Extracting Text-Lines from images using the trained model
Closed this issue · 3 comments
@TobiasGruening Thank you for your hard work.
How can we use the trained model to extract the text-lines?
@TobiasGruening This is really amazing.
Along the same lines as the above question:
Is there any way to print out the coordinates of the recognized text segments, instead of plotting the text segments on new images for display.
I've been trying to modify the inference
method, but I can't quite figure how to print
out the coordinates for each recognized line segment. Any hints would be greatly appreciated.
Hey, sorry for the delayed answer.
The ARU-Net framework performs some pixel labeling, it does not directly parametrize the textlines, i.e.,
coordinate information is not available out-of-the-box.
An sophisticated approach to get the text lines given the raw ARU-Net output is described in
"A Two-Stage Method for Text Line Detection in Historical Documents". The ARU-Net constitutes just the first stage.

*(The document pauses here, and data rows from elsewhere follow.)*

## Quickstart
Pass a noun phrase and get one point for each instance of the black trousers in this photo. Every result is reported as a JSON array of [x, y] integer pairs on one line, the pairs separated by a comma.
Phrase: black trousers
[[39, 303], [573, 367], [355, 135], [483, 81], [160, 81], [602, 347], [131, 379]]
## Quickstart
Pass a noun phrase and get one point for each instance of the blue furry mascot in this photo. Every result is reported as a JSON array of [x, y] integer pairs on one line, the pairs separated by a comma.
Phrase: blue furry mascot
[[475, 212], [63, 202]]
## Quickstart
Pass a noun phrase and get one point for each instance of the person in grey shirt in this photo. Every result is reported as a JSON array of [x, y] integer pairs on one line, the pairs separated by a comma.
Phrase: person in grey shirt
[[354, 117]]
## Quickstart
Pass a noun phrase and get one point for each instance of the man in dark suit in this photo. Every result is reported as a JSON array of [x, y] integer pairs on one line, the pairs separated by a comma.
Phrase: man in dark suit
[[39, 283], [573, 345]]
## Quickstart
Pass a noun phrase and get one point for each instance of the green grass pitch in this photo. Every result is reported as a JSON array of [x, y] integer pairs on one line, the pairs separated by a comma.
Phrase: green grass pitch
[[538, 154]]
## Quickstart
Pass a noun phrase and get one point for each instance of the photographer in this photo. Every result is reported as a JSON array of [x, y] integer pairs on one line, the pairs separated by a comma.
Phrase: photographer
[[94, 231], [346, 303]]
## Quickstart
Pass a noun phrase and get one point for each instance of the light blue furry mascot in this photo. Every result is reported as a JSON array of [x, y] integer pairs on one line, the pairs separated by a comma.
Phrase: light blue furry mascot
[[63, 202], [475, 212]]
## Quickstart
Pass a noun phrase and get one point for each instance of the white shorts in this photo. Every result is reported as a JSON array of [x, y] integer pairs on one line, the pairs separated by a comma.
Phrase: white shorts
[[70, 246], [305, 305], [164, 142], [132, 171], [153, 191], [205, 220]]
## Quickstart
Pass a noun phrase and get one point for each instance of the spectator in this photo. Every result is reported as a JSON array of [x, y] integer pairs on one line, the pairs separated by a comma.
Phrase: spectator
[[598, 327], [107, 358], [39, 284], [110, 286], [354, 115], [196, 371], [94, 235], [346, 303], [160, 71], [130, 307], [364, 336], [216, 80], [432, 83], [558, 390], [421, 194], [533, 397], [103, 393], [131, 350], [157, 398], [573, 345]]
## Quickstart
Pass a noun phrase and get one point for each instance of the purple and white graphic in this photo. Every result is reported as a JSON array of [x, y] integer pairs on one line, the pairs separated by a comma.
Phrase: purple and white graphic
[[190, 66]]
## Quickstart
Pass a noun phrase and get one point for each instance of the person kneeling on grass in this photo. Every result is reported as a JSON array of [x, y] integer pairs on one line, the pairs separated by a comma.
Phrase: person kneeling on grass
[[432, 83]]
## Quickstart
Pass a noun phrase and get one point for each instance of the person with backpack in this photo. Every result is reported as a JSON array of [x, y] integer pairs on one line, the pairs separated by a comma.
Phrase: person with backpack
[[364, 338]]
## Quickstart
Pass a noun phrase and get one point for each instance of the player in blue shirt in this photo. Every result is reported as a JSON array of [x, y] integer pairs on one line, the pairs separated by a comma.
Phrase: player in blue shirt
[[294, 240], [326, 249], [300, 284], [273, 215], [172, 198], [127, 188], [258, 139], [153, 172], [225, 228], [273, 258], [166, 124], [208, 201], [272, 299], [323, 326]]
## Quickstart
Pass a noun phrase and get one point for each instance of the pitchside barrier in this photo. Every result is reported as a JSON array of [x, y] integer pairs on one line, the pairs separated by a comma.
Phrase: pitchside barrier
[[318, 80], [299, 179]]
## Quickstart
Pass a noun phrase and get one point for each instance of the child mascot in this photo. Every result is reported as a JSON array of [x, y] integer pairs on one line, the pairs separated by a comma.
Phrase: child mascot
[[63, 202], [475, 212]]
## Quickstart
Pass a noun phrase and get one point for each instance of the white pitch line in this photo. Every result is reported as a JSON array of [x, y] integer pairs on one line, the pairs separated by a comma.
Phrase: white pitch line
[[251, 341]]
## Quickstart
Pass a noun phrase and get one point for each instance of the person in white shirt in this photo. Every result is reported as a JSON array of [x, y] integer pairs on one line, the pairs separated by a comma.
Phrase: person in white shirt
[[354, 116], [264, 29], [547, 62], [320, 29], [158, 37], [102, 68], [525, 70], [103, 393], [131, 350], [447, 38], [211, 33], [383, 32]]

Sadly, the second stage is (due to licensing issues) not OpenSource :(
However, one could think about binarizing the ARU-Net output and to calculate its skeleton.
These are standard image processing techniques and various OpenSource solutions are available.
Using this along with some polynomial regression stuff should give you quite reasonable parametrized baseline representations which could be used to calculate surrounding polygons. These is typically the desired input for adjacent OCR frameworks...
Don't hesitate to ask further questions, I hopefully will respond faster :)
You can get baseline coordinates using this repository.
And then you can extract lines using pageLineExtractor.